The Essence of Wine: Dried Herbs

Image © 2012 Leigh Beisch

The mystery of the medicine man’s pouch. The secret to grandmother’s stew. The smell of the apothecary. Sundried leaves, perfectly cured, have long been treasures to be carefully guarded. Dried herbs heal, soothe, salve, and protect. They preserve, prevent, perfume, and flavor. They stimulate, and they even kill. In varieties to many to number, they have found their way into almost every facet of our lives, and we are much the better for it. Sage, marjoram, assam, rosemary, lavender, thyme. Anise, chamomile, oregano, cannabis, parsley, hyssop. Sometimes singular, sometimes swirled into a bouquet of uncertain origin. Finding dried herbs in wine can be like stumbling over a set of your childhood journals, so evocative these flavors and aromas are of time gone by. No surprise then, that the savory notes of delicate, crackling leaves and flowers often emerge from wines that have gathered dust for some time on the shelf. Five, ten, or twenty years can produce a cornucopia of changes in a wine’s flavors.
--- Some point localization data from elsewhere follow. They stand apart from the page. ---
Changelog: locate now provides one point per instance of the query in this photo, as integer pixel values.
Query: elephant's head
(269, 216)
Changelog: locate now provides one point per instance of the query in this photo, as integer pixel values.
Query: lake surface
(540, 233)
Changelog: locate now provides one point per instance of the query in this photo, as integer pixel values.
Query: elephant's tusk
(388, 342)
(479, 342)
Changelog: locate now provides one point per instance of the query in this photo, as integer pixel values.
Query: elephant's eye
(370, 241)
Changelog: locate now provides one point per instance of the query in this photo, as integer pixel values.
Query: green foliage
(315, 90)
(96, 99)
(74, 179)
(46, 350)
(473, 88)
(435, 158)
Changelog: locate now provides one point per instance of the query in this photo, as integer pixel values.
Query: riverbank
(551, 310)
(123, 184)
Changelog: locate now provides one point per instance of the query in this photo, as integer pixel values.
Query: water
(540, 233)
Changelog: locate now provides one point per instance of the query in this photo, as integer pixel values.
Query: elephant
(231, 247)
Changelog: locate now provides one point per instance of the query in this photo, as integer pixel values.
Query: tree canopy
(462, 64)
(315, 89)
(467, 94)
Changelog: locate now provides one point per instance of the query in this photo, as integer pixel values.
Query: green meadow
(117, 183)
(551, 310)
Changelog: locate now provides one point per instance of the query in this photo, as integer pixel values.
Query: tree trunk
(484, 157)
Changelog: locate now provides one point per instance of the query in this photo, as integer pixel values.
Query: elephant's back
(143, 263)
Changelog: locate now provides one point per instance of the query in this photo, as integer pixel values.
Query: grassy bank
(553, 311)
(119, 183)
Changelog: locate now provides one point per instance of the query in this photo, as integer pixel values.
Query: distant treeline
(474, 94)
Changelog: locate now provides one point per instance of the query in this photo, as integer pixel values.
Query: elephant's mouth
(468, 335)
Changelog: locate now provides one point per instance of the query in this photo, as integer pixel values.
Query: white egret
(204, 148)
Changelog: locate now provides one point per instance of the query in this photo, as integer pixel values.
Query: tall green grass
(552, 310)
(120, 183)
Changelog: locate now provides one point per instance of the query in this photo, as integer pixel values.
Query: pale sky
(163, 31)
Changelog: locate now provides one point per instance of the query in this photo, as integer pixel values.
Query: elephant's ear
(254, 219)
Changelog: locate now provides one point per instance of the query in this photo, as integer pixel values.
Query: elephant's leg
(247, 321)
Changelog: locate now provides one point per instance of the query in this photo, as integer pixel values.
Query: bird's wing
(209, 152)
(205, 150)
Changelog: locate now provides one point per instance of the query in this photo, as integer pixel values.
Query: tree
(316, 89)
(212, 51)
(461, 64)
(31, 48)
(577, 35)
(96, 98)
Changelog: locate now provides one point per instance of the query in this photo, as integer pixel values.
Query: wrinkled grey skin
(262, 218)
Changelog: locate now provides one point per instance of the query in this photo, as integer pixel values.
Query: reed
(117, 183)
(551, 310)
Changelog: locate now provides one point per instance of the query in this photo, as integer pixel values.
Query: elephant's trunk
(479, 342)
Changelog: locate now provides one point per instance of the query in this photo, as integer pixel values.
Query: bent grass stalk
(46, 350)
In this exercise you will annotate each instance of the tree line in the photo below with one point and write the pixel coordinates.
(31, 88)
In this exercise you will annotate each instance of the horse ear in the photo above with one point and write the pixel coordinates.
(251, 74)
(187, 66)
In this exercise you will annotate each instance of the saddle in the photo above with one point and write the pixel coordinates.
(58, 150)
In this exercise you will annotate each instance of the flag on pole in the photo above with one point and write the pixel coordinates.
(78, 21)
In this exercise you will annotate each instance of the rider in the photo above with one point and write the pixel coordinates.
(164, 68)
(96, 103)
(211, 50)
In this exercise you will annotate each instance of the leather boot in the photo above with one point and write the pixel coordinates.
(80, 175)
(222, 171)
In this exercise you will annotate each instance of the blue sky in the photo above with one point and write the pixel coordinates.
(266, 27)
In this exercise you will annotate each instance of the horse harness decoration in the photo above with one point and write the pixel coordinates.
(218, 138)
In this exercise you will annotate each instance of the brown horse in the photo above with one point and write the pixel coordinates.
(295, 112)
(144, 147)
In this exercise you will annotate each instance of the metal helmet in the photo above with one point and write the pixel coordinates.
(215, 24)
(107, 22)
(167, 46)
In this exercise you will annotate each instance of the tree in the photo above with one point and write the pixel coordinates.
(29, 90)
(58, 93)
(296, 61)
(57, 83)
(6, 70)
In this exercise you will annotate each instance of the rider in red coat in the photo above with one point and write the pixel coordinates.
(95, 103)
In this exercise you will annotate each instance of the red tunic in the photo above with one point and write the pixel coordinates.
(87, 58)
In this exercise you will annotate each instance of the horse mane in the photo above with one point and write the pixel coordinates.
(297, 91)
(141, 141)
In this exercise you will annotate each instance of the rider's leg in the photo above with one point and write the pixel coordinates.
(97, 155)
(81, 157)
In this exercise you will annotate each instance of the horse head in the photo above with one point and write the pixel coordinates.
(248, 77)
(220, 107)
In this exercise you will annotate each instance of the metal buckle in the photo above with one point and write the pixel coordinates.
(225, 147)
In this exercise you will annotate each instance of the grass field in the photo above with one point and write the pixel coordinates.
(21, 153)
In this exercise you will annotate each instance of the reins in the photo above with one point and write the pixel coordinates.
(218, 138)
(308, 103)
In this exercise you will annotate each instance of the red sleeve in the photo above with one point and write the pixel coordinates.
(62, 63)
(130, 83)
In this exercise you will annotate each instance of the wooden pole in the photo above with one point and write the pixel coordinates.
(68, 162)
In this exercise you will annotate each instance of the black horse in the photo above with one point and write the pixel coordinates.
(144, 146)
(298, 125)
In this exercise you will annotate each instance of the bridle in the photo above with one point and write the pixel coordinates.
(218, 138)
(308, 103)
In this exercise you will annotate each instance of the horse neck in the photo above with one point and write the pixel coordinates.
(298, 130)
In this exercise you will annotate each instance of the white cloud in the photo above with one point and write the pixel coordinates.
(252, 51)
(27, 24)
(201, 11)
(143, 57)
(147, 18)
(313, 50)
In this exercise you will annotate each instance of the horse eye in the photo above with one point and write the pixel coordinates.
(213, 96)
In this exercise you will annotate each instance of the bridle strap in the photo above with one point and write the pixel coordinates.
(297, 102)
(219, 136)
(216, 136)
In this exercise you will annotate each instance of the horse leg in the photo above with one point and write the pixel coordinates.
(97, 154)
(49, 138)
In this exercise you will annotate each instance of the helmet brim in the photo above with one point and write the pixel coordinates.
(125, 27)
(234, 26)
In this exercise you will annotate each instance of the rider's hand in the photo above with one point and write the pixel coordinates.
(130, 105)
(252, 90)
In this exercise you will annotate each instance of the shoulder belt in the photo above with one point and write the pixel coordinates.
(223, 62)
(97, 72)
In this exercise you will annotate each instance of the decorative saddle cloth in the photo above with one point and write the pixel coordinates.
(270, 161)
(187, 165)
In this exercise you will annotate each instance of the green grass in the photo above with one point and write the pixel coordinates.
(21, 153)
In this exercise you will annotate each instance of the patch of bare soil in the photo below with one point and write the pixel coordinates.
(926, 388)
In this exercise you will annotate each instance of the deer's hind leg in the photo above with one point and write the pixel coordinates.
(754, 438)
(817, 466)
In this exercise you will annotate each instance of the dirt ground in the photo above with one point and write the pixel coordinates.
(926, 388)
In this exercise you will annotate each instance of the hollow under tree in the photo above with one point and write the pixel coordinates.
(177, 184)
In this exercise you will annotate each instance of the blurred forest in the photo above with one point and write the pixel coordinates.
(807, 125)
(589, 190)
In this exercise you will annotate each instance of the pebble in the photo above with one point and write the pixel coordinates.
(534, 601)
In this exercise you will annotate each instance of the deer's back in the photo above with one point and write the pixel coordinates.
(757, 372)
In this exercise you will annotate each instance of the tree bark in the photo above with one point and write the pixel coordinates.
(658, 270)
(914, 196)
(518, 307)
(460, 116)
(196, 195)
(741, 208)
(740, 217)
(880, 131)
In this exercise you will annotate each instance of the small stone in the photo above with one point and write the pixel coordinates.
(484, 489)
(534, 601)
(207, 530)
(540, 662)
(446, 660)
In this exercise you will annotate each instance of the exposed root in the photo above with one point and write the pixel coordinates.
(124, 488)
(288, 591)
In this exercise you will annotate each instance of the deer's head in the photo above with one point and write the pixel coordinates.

But these delightful aromas are not limited to aging bottles. They can emerge from the freshest of vintages and a wide range of varieties, depending on everything from where and when the grapes were picked, to how they were aged. Often the perfect counterpoint to fruit, a hint of dried herbs in a wine, much like in any fine recipe, can make the difference between the ordinary and the delightful.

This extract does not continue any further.